After writing a (too) short article about war and the city, now is one about too books that, each in its way, question the relationship of Art and War.
The first one is entitled Rituals of War. The Body and Violence in Mesopotamia and is published by Zainab Bahrani for the great Zone Books (distributed by the MIT Press) in 2008.
The book starts by this powerful sentence, War is organized violence and thus begins an introduction that proposes a brilliant archeology of violence. Brilliant, in fact, as Z.Bahrani manages to mix the topic of her book, the representation of war by ancient civilizations of Mesopotamia, the ME (the Assyrian word for “the arts of civilization”) and a more contemporaneous approach of war as thought by Michel Foucault, Giorgio Agamben, Gilles Deleuze and Felix Guattari and Georges Bataille. Z.Bahrani quotes the latter in her introduction saying that according to Georges Bataille, war exists because the taboo on violence in daily life relegates violence to areas of existence confined in space and time and that follow their own rules. This confinement has indeed a name, war, and is almost paradoxically regulated by conventions and laws, thus legitimizing violence and introducing the ambiguous notion of Just War.
The book then lead us through the various representation of war in Mesopotamia, analyzing steles and monument describing the power of the king’s body and the degradation of the one of the enemies. It also show us the relationship with war and the divine through human sacrifices, omens, and oracles in bodies.
After a very interesting series of chapter specific to Mesopotamia, the conclusion goes back to the mix between general considerations and their application to the Mesopotamian case that the introduction started. Within it, we can find an interesting analysis of Deleuze and Guattari’s concept of war machine: War is appropriated as a Repressive State Apparatus but remains outside state power proper and outside the law. To kill in war is appropriate and sanctioned. It is not a punishable act. It is a transgression that forms an exception to the normal order of things and to the law. The war machine falls between the juridical and the theological; it intersects with and connects them. But it exists only in its own metamorphoses, in industrial and technological inventions, in religious and militaristic rituals.
The second book, At War, is the book associated to the exhibition of the same name organized by the Centre de Cultura Contemporania de Barcelona in 2004. The book itself is edited by Antonio Monegal, Francesco Torres, Jose Maria Ridao and published by Actar.
This book proposes an important iconography of war that goes from art to journalism with the assumed goal of depicting the representation of war, whether the latter belongs to propaganda or to an attempt of objectivity. The latter case is obviously an illusion as the totality of those images are very much charged both by its creator and its viewer.

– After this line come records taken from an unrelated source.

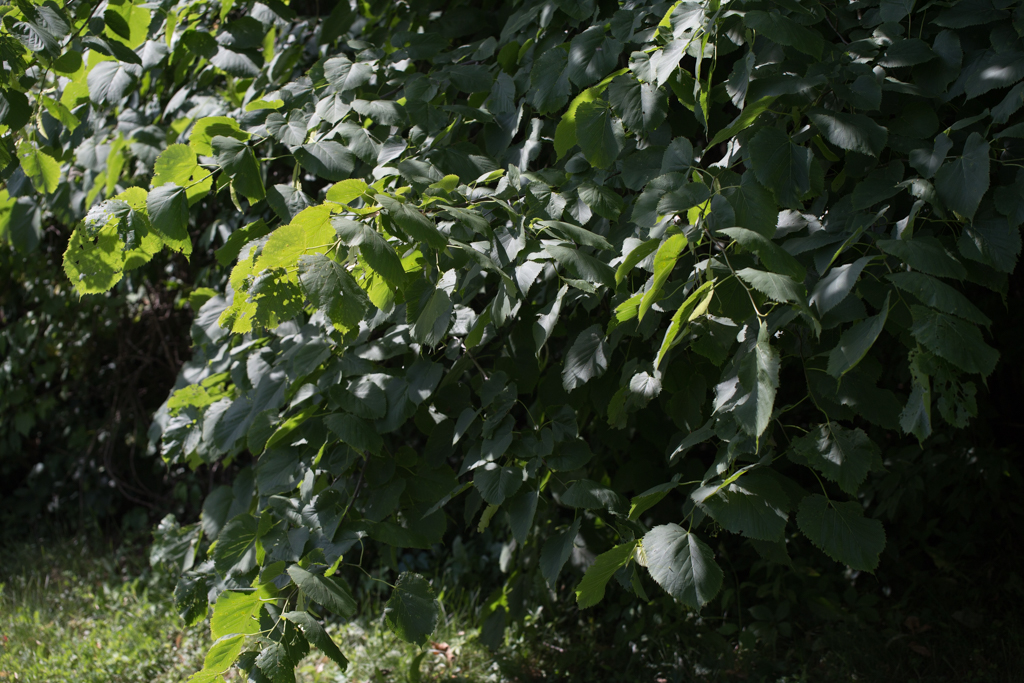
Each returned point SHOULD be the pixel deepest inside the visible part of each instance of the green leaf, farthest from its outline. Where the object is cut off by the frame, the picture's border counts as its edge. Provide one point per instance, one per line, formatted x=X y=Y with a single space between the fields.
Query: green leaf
x=781 y=165
x=332 y=290
x=597 y=133
x=837 y=285
x=375 y=250
x=222 y=654
x=754 y=206
x=168 y=209
x=112 y=82
x=238 y=612
x=583 y=266
x=753 y=505
x=642 y=107
x=842 y=455
x=938 y=295
x=41 y=168
x=412 y=611
x=332 y=592
x=590 y=496
x=682 y=564
x=665 y=262
x=497 y=483
x=556 y=552
x=550 y=86
x=327 y=159
x=355 y=432
x=645 y=501
x=784 y=31
x=957 y=341
x=587 y=358
x=592 y=55
x=926 y=254
x=856 y=341
x=239 y=163
x=233 y=542
x=346 y=191
x=841 y=530
x=209 y=127
x=309 y=232
x=694 y=306
x=315 y=634
x=639 y=253
x=175 y=164
x=418 y=226
x=591 y=589
x=434 y=318
x=964 y=181
x=773 y=256
x=777 y=288
x=855 y=132
x=521 y=509
x=189 y=598
x=579 y=235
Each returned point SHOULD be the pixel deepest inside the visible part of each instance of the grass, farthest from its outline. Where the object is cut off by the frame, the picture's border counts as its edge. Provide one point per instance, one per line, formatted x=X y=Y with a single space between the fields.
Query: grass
x=69 y=612
x=74 y=612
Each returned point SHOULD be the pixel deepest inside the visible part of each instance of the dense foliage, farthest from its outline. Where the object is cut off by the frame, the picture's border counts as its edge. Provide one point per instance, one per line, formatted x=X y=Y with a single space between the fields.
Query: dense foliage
x=604 y=280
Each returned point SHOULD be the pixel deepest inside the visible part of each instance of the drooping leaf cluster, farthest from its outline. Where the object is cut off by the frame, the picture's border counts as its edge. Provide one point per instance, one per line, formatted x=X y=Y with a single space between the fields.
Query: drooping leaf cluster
x=617 y=274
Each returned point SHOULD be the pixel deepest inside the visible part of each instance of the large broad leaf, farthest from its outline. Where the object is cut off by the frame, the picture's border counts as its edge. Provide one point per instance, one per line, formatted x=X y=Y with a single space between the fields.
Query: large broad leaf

One would particularly notice Otto Dix‘s drawings of the First World War to which he participated as a soldier, Henry Moore‘s drawings during the Second World War and James Nachtwey‘s photographs in Palestine, the Balkans, in Africa etc. (see the documentary War Photographer about his work).
The book also counts a series of essays mostly written around the relationship of war and art, emphasizing for example in the construction of the latter for the purpose of the former, the Sovietic flag over Berlin in May 1945 and the American one on the hill of Iwo Jima two months earlier being the two most famous examples of such constructions.
Art and War are indeed maintaining a close relationship (I could have also evoked the Italian Futurists here) as one attempts to express the tremendous power released by the other. At the end of Rituals of War, Z.Bahrani insists on the traditional Akkadian vision of war as a independent powerful entity that destroy systematically what is around it when released. We can have the same feeling when reading At War, as this books blurs the identity of the two (or more) belligerents, illustrating the equal effects on both. However, it seems important here to observe that a lot of current wars are now asymmetrical and this vision of war as an independent entity becomes problematic in the negation of responsibilities involved in such conflicts. That is also a problem for art that might gain from detaching itself from the fascination for war and be involved in a more “activist” vision. Pablo Picasso is a pioneer of such a vision with his Guernica, that manifested the violence of asymmetrical war.